Much investment in recent years, from Sun as well as from the open-source community, led to a Swing renaissance, however, with not just one, but three application frameworks in development: the NetBeans Rich-Client Platform (RCP), the Eclipse RCP, and the Spring RCP. The latter builds on the successful Spring framework, and extends Spring's concepts to rich-client applications:

The spring-rich developers strongly feel the old days of Swing apps not looking native and not being performant or web-accessible are gone with JDK1.4.2 and 1.5 and webstart. It is our belief the only problem with Swing is that there are a limited number of higher-level abstractions available that assist in making the toolkit simpler and easier to use, and a limited number of design best practices. The goal of spring-richclient is to provide that.

Spring RCP features several high-level abstractions, such as:

  • A way to build structured, highly-configurable, GUI-standards-following Swing applications faster by leveraging the Spring Framework
  • Integration with existing rich-client-related projects where it make sense.
  • Adheres to the principles set forth by the Spring Framework—programming to interfaces; the importance of sound OO design, documentation, and testing.

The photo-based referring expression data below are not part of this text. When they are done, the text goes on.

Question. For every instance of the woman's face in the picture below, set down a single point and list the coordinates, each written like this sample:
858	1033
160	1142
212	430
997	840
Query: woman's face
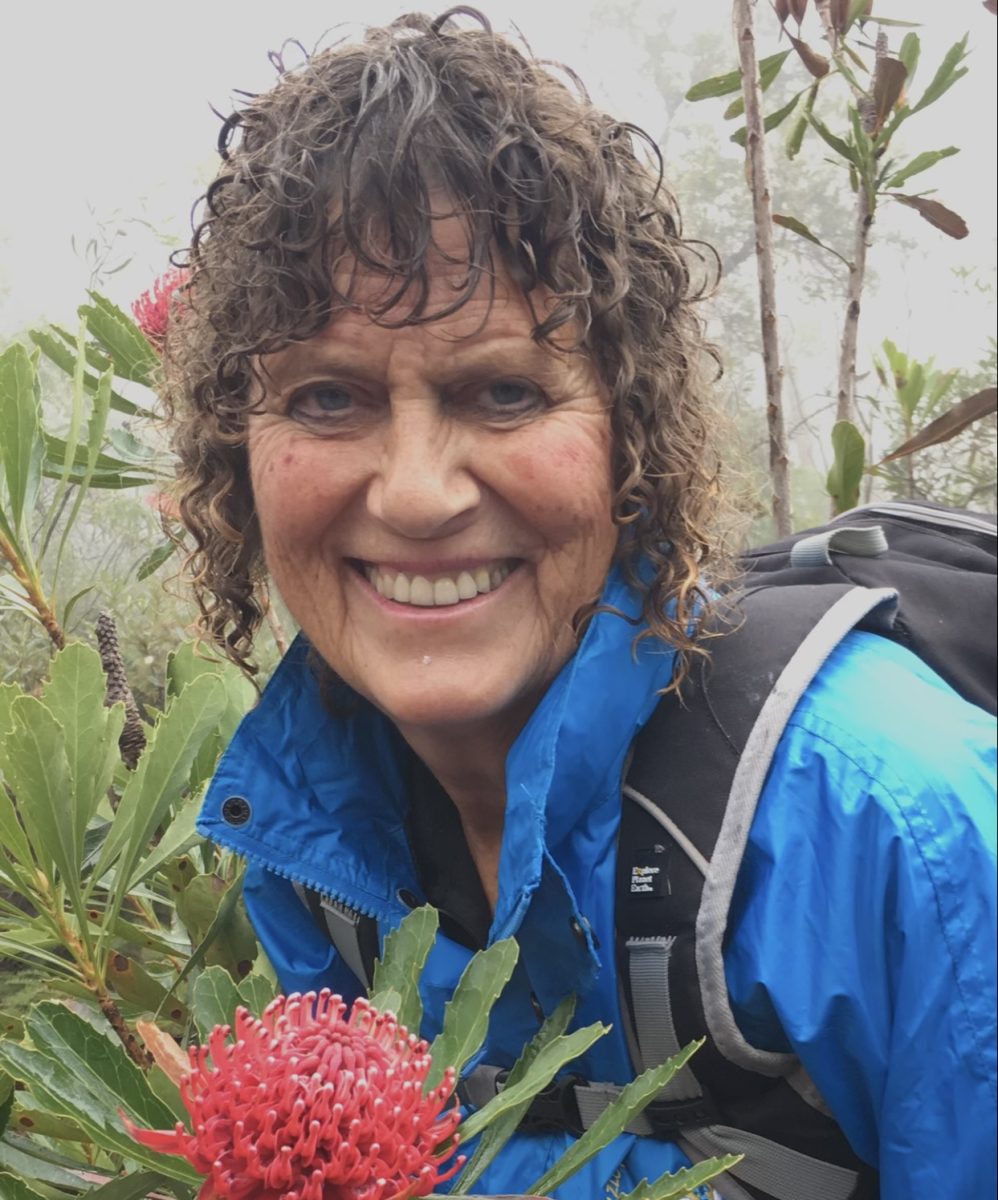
436	503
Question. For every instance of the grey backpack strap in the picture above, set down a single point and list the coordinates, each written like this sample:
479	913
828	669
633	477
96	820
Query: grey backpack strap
691	793
354	935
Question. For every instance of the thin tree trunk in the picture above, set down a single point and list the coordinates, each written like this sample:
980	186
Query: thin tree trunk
762	213
846	390
846	393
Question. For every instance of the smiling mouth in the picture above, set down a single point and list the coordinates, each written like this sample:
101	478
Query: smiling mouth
442	591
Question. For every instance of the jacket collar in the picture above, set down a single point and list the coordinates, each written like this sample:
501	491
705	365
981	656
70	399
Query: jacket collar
324	797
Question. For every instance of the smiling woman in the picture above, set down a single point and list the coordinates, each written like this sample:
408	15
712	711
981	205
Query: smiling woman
440	373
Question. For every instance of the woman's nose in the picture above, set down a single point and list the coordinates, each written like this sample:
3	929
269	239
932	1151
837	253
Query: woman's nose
425	486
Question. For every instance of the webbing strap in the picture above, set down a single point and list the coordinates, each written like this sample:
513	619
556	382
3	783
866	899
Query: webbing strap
867	541
773	1168
648	964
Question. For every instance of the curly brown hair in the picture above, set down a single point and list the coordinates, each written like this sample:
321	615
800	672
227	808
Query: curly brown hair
340	159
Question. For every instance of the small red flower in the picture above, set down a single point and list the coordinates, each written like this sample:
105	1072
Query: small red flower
154	307
305	1105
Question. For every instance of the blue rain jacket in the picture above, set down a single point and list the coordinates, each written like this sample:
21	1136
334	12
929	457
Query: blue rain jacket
861	933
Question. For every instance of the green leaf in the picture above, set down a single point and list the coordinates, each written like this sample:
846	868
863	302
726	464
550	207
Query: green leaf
467	1013
499	1132
65	359
948	73
919	163
846	474
406	952
130	1187
121	339
155	559
217	925
799	127
22	448
73	1071
909	54
256	991
74	695
215	1000
683	1183
12	1188
729	82
801	231
912	391
549	1060
613	1121
837	144
34	761
162	772
769	123
180	835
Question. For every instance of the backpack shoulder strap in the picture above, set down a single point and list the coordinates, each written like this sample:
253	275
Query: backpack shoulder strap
693	784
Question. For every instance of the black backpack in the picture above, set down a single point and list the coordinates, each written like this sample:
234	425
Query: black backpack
919	574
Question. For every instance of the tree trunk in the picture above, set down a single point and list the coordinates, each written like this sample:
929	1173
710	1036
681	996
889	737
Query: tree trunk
762	213
846	394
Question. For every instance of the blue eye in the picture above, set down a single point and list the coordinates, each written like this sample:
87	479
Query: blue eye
320	401
510	397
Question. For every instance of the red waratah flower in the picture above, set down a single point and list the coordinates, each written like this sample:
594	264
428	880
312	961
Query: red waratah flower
152	307
305	1105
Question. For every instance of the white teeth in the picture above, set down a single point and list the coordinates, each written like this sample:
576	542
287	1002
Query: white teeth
443	592
421	592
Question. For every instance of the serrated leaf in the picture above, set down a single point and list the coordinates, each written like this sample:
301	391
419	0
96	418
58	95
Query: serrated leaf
162	772
467	1013
28	1159
729	82
256	991
121	340
130	1187
222	916
215	1000
34	761
500	1131
65	360
180	835
398	970
155	559
683	1183
948	73
549	1060
22	448
846	473
12	1188
614	1120
74	695
936	214
76	1072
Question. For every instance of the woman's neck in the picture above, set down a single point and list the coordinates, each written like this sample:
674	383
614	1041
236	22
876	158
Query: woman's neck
470	766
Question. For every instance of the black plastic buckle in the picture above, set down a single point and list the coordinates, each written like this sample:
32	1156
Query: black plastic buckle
555	1109
671	1117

More specifically, Spring RCP provides:

  • A command framework that provides centralized configuration of Swing actions and appropriate handler registration based on the current active view. Command configuration, as well as action bar contribution policies [..] can be defined centrally and externalized in Spring bean definitions.
  • A forms data binding and validation framework.
  • Support for multiple window management, page configuration, and view management. [..] Views can be defined in the Spring container, associated with one or more pages, and a default page can be configured to be loaded at startup.
  • Common support classes addressing various rich client requirements including: well formed dialogs, wizards, input validation (typing hints and validation results reporting), button bars,internationalization, image/icon caching, progress monitoring, UI threading (classes cleanly promoting responsive UIs), treetable/property sheet, table sorting/high-volume table updates, GUI standards builders/helpers, help/about, etc.

With frameworks such as the Spring RCP, what do you think lies in the future of Swing application development?